Referring to FIG.6, which shows a circuit block diagram for bitblt with clipping-in or clipping-out according to the first embodiment of the present invention. The circuit in the first embodiment of the present invention includes a processor 610, a graphical unit 620, a command engine 630, and a bitblt unit 640. In FIG. 6, the processor 610 is, for example, a computer's CPU (central processing unit).

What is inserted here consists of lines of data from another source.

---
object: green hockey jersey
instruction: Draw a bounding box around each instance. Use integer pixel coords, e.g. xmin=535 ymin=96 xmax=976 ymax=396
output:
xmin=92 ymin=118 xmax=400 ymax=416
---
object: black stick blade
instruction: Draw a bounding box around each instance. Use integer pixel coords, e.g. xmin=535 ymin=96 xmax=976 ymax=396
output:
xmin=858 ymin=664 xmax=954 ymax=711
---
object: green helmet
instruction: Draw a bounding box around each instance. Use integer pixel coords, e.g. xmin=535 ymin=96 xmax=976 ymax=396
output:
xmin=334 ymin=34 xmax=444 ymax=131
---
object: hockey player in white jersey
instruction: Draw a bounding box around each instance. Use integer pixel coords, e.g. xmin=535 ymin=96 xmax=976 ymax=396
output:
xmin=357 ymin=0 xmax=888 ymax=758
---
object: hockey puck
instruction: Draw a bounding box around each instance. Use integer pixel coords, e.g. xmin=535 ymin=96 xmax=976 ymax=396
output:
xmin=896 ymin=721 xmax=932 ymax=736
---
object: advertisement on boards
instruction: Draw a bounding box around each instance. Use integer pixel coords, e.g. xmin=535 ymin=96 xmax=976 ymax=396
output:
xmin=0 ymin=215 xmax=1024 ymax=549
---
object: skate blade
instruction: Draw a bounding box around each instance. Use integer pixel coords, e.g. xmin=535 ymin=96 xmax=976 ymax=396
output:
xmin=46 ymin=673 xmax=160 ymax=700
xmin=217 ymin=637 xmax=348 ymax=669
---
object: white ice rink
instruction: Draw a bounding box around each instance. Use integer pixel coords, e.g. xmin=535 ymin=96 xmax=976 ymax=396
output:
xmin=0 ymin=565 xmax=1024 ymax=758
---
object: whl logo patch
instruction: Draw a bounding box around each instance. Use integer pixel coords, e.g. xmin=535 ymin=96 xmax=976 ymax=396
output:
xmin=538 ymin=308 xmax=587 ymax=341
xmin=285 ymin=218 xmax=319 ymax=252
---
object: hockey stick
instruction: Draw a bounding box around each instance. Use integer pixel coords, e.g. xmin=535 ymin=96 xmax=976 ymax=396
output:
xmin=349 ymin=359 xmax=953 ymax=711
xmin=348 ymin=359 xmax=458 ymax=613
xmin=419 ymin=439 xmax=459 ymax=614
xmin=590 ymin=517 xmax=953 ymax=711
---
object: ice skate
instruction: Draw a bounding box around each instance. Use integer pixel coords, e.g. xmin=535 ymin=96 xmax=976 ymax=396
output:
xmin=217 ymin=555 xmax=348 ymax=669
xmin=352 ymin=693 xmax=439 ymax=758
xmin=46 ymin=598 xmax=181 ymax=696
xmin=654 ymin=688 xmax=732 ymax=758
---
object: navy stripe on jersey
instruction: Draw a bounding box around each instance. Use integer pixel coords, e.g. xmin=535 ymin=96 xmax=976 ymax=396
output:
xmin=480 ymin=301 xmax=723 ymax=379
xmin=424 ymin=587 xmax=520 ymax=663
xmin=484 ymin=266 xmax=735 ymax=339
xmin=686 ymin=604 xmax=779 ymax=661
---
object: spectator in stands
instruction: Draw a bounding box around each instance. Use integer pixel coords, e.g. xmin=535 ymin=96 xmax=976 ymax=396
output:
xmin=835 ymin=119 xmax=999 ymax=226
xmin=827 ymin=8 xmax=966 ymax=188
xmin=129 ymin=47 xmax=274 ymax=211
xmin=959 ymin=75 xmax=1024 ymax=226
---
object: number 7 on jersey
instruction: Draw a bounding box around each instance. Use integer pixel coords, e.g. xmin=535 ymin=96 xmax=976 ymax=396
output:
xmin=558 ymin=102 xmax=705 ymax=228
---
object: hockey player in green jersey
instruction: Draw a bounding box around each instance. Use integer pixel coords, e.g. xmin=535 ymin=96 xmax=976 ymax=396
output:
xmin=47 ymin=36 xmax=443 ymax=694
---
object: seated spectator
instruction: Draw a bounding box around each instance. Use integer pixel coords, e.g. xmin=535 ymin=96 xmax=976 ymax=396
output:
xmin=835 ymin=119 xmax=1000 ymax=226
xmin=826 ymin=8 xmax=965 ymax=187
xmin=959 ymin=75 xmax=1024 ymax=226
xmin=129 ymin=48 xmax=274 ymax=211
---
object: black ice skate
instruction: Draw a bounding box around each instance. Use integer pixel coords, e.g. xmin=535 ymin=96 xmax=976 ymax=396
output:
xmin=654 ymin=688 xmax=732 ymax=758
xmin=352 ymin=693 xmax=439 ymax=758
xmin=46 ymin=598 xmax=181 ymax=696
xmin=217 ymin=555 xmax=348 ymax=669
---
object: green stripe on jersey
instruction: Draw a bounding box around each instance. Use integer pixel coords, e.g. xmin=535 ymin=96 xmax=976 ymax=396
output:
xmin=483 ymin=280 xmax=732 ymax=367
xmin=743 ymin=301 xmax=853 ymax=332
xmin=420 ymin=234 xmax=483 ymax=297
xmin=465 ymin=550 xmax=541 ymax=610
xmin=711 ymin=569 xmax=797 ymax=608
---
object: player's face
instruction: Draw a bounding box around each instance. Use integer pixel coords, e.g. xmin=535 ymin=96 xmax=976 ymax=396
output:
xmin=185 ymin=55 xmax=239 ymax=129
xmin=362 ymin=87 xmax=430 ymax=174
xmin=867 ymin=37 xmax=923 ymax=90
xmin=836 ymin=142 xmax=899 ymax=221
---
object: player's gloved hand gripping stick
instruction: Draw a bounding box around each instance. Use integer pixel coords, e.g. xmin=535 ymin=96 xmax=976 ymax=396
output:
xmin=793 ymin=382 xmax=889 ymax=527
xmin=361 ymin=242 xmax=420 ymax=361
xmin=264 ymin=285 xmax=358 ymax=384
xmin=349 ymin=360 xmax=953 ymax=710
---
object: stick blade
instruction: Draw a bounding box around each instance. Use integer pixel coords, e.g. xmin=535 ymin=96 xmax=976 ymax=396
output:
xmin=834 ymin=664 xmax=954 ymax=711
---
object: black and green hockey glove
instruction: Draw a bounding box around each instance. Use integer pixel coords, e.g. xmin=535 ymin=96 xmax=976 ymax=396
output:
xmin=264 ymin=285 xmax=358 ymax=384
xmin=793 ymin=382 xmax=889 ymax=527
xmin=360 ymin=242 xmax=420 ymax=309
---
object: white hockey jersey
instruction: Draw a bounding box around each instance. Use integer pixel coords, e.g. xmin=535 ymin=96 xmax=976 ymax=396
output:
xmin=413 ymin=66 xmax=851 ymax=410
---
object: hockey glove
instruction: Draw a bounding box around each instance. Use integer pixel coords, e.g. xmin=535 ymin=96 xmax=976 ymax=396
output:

The processor 610 is used to produce the commands and send the commands to the command engine 630. Once receiving the commands from the processor 610, the command engine 630 will multiplex, register, decode the commands, and then send the resultant parameters to the bitblt unit 640. The bitblt unit 640 then will perform the bitblt with clipping-in or clipping-out function based on the resultant parameters sent from the command engine 630. As such, the graphical unit 620 will display an image resulted from the bitblt with clipping-in or clipping-out function on a display (such as the computer's monitor).

It will be explained in the following descriptions about how the processor 610 is used to produce the commands. It can be known from the above analysis that the maximum number of the regions to be moved is 1 during bitblt with clipping-in and 4 during bitblt with clipping-out. Therefore, the depth of the command engine 630 is 4 (i.e. 4 buffer memories included therein) in the present embodiment, so that four commands can be stored therein in case 4 regions need to be bitblted. Furthermore, each of the commands is used for one region to be moved.

Referring to FIG.7, which shows a schematic view about how the processor is used to produce the commands in the first embodiment. In FIG. 7, the parameters If and tp represent the upper-left corner coordinate of the clipping window; and the parameters rt and bt represent the lower-right corner coordinate of the clipping window. The parameters x0 and y0 represent the upper-left corner coordinate of the destination bitblt region; and the parameters H and W represent the height and width of the destination bitblt region. The clipping type parameter CLIP represents clipping-in or clipping-out, for example, when the clipping type parameter CLIP is logic 1, it indicates clipping-in; otherwise, clipping-out. The parameter dst_ba represents the destination base address, and the parameter src_ba represents the source base address.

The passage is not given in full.